In 1982 John Worthington and I persuaded Leslie Fairweather, then editor of the AJ, that a potential market existed for providing an equivalent quality of practical, technical information to serve the emerging profession of facilities management. We argued that facilities management was to architecture as software was to hardware in the world of the computer – an essential means of ensuring that clients’ intentions, expressed in building briefs, should be reviewed, monitored and updated throughout the entire lifetime of each building. The Architectural Press owned and funded Facilities for three years during which, after one or two false starts, we hit upon the monthly format of a 24-page mixture of news and technical items with longer information packed articles. Income, entirely from subscriptions, was never enough.
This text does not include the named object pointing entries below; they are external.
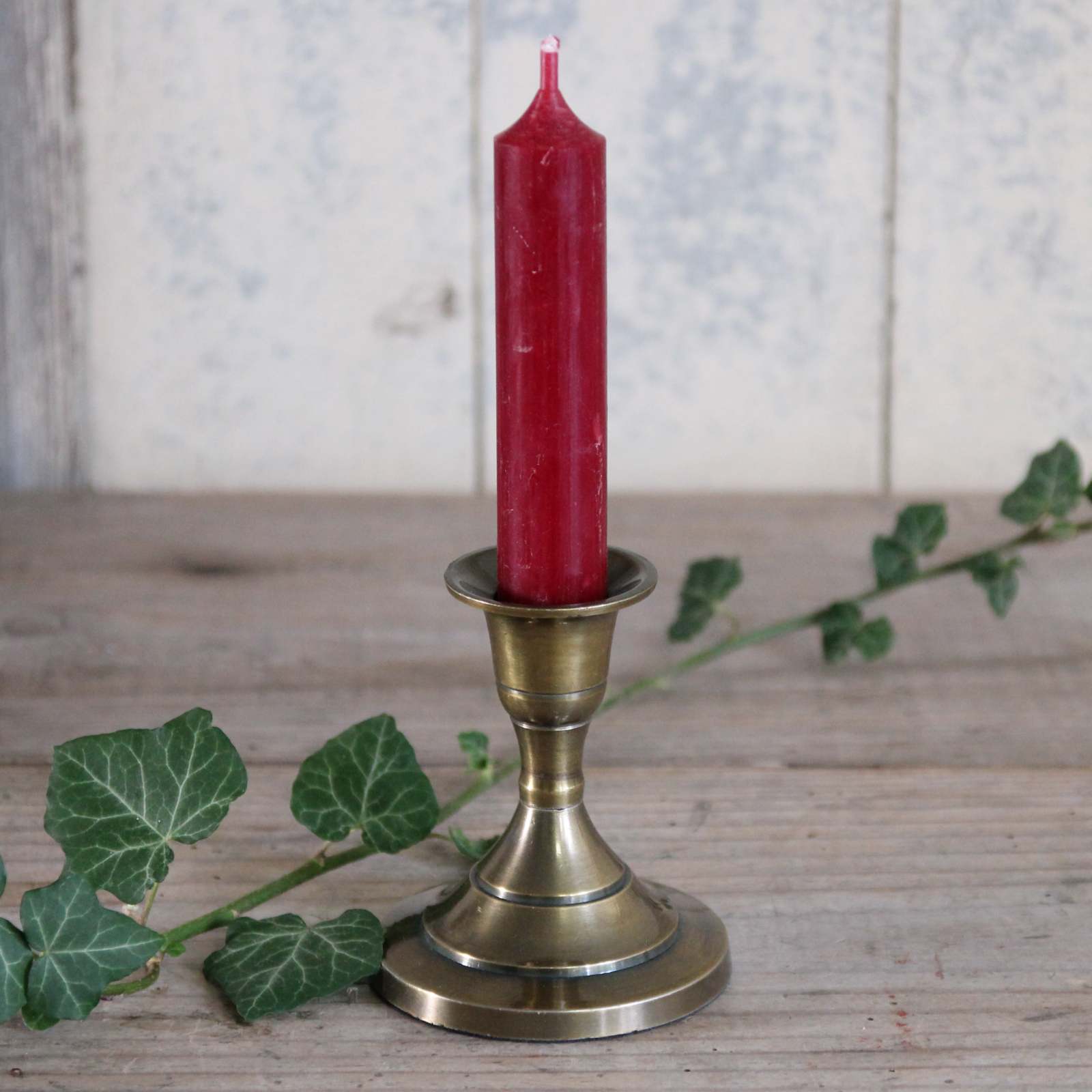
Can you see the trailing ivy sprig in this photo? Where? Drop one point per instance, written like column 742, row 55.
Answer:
column 116, row 802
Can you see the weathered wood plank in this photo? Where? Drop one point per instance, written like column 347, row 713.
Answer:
column 746, row 149
column 897, row 928
column 278, row 231
column 42, row 374
column 993, row 281
column 292, row 617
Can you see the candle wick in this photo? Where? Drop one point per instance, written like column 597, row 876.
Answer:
column 547, row 79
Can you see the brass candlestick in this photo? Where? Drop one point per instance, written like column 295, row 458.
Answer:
column 551, row 936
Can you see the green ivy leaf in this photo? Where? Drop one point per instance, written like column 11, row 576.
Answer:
column 893, row 562
column 472, row 849
column 708, row 584
column 366, row 779
column 475, row 746
column 116, row 801
column 998, row 577
column 920, row 528
column 839, row 625
column 1053, row 486
column 278, row 964
column 14, row 961
column 79, row 947
column 1062, row 531
column 874, row 639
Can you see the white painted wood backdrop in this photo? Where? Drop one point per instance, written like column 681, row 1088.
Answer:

The brilliant editorial team was led by Les Hutton and consisted of Jane Bell, Joanna Eley and Natasha Owen, helped enormously by a wide international network of correspondents from a variety of disciplines including, of course, many facilities managers. For the Architectural Press the venture was far from a commercial success and may even have contributed to their disastrous takeover three years later by Robert Maxwell. For the next five years DEGW continued the monthly publication of Facilities until the present publisher successfully introduced a wider, more scholarly agenda.

Was all the hard work worthwhile? Had our timing been better or had we been prescient enough to anticipate the power of the web, the internet and data mining, Facilities would have developed in a very different way. What we did do, a little prematurely perhaps, was to demonstrate to facilities managers that professional status is an ideal that comes at a price – the capacity to develop in the context of practice a shared body of knowledge more coherent and more effective than any rivals can offer.